The Scotland Act 1998 is the law which enacted devolution by creating the Scottish Parliament and the Scottish Executive (now Scottish Government). In doing this specific obligations were placed on them to observe and uphold human rights. They are also permitted to encourage equal opportunities. The Scotland Act defines equal opportunities as:
“the prevention, elimination or regulation of discrimination between persons on grounds of sex or marital status, on racial grounds, or on grounds of disability, age, sexual orientation, language or social origin, or of other personal attributes, including beliefs or opinions, such as religious beliefs or political opinions.”

Section 29 of the Scotland Act specifies
(1) An Act of the Scottish Parliament is not law in so far as any provision of the Act is outside the legislative competence of the Parliament.

(2) A provision is outside that competence so far as any of the following paragraphs apply –
(d) it is incompatible with any of the Convention rights or with Community Law

This means that any law passed by the Scottish Parliament must comply with human rights (as defined in the Human Rights Act) or the law can be challenged in court as being ultra vires.

Section 57 further states:
‘(2) A member of the Scottish Executive has no power to make any subordinate legislation, or to do any other act, so far as the legislation or act is incompatible with any of the Convention rights or with Community law.’

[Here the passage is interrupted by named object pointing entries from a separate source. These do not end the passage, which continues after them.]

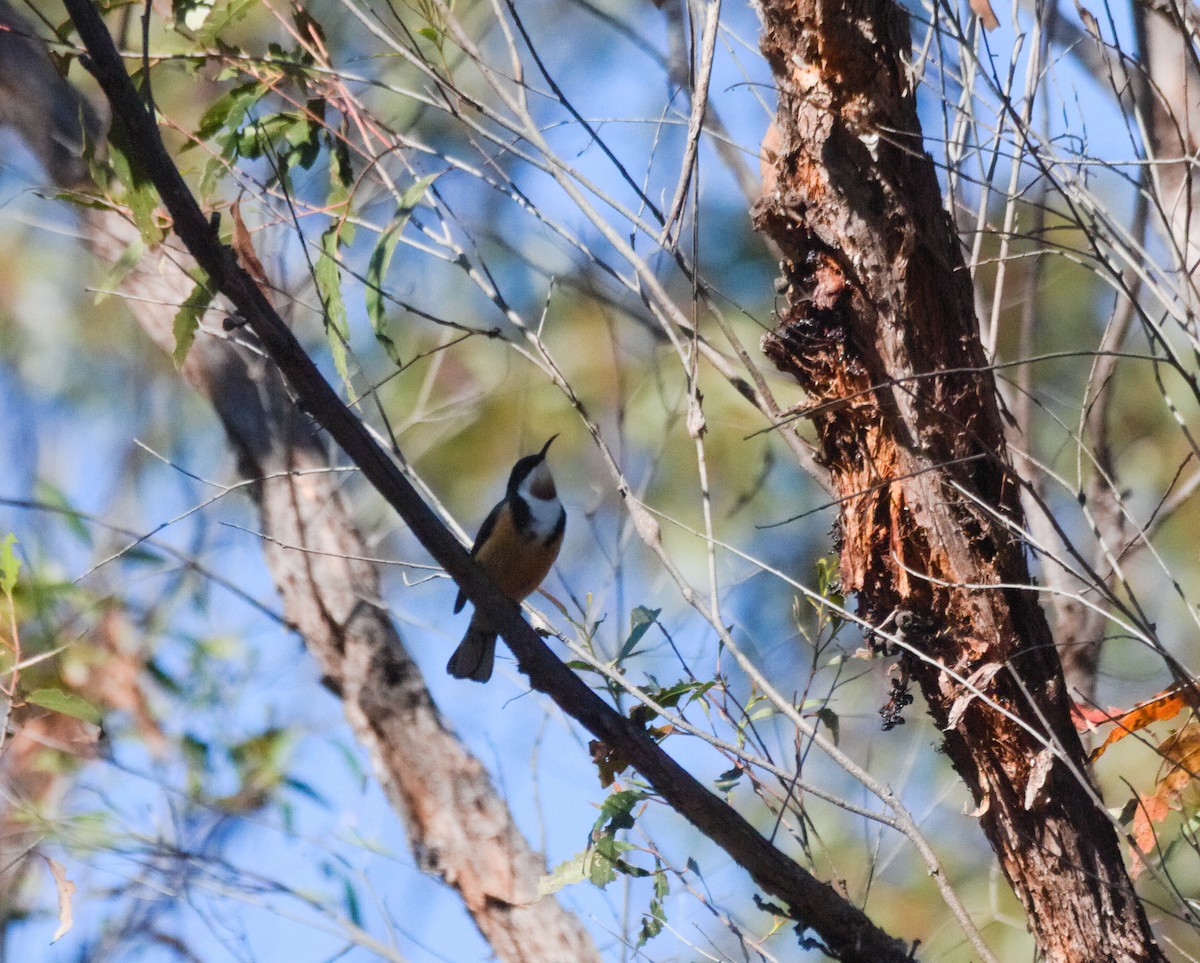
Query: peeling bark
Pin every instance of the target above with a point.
(880, 330)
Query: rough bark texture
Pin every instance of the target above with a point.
(880, 330)
(844, 929)
(457, 825)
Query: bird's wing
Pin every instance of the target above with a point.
(485, 531)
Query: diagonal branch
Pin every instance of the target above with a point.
(845, 929)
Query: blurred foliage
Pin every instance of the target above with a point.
(457, 295)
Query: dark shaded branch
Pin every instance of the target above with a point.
(879, 295)
(846, 931)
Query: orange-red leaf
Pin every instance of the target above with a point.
(1180, 769)
(1165, 705)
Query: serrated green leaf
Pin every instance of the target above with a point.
(351, 901)
(66, 703)
(381, 259)
(329, 286)
(123, 265)
(603, 857)
(832, 722)
(228, 112)
(227, 13)
(187, 318)
(565, 874)
(727, 779)
(191, 15)
(616, 811)
(138, 192)
(640, 622)
(10, 564)
(341, 169)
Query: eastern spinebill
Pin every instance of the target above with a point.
(516, 545)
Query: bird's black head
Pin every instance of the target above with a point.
(526, 465)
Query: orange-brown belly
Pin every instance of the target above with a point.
(515, 564)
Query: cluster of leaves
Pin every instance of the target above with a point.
(605, 859)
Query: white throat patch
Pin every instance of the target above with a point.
(544, 513)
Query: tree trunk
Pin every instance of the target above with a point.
(457, 825)
(880, 330)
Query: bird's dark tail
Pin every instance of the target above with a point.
(475, 653)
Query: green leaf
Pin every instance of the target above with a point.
(124, 264)
(727, 779)
(227, 113)
(329, 286)
(565, 874)
(832, 722)
(138, 192)
(10, 564)
(640, 622)
(227, 13)
(654, 919)
(381, 259)
(66, 703)
(616, 812)
(341, 168)
(187, 318)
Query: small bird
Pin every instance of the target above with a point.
(516, 545)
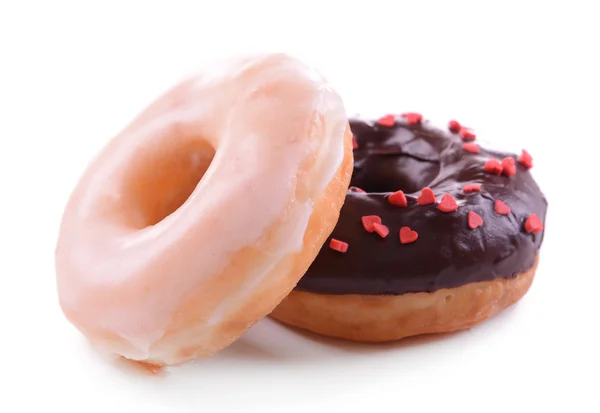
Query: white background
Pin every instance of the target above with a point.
(522, 74)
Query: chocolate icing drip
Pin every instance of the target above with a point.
(448, 253)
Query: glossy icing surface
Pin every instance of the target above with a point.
(447, 253)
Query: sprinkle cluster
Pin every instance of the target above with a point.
(447, 203)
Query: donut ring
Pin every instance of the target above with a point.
(438, 234)
(200, 216)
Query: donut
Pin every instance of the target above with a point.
(436, 234)
(200, 216)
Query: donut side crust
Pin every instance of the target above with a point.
(379, 318)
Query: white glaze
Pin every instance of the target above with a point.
(118, 280)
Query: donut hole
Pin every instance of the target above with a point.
(159, 182)
(390, 173)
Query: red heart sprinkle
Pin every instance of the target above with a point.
(427, 197)
(398, 198)
(474, 220)
(382, 230)
(533, 224)
(369, 220)
(454, 126)
(407, 235)
(525, 159)
(493, 166)
(471, 147)
(508, 166)
(472, 188)
(501, 208)
(467, 134)
(412, 118)
(387, 120)
(338, 245)
(448, 204)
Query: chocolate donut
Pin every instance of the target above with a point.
(436, 234)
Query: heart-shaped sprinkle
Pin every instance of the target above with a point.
(472, 188)
(508, 166)
(454, 126)
(427, 197)
(380, 229)
(466, 134)
(407, 235)
(474, 220)
(471, 147)
(501, 208)
(525, 159)
(412, 118)
(533, 224)
(447, 204)
(398, 199)
(493, 166)
(387, 120)
(369, 220)
(337, 245)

This means that the Scottish Executive (now called the Scottish Government) must ensure that all rules, regulations and other subordinate legislation also comply with human rights, including the prohibition on discrimination.

Section L2 of Schedule 5 provides that the power to legislate on equal opportunities is reserved to the UK Parliament at Westminster so the Scottish Government cannot introduce, and the Scottish Parliament cannot pass, equal opportunities legislation. Equal opportunities means the prevention, elimination or regulation of discrimination between persons on grounds of, amongst other things, religious beliefs. There are exceptions to this reservation which mean that the Scottish Parliament and Scottish Ministers have competence over the encouragement of equal opportunities and the observance of the equal opportunity requirements. Equal opportunity requirements are the legal requirements. Parliament and Ministers can exhort public authorities and others to adopt equal opportunity policies. The exceptions also mean that they can develop schemes to secure the better provision of services to groups who may be the subject of discrimination or legislate to require certain public authorities and office holders to have due regard to equality law.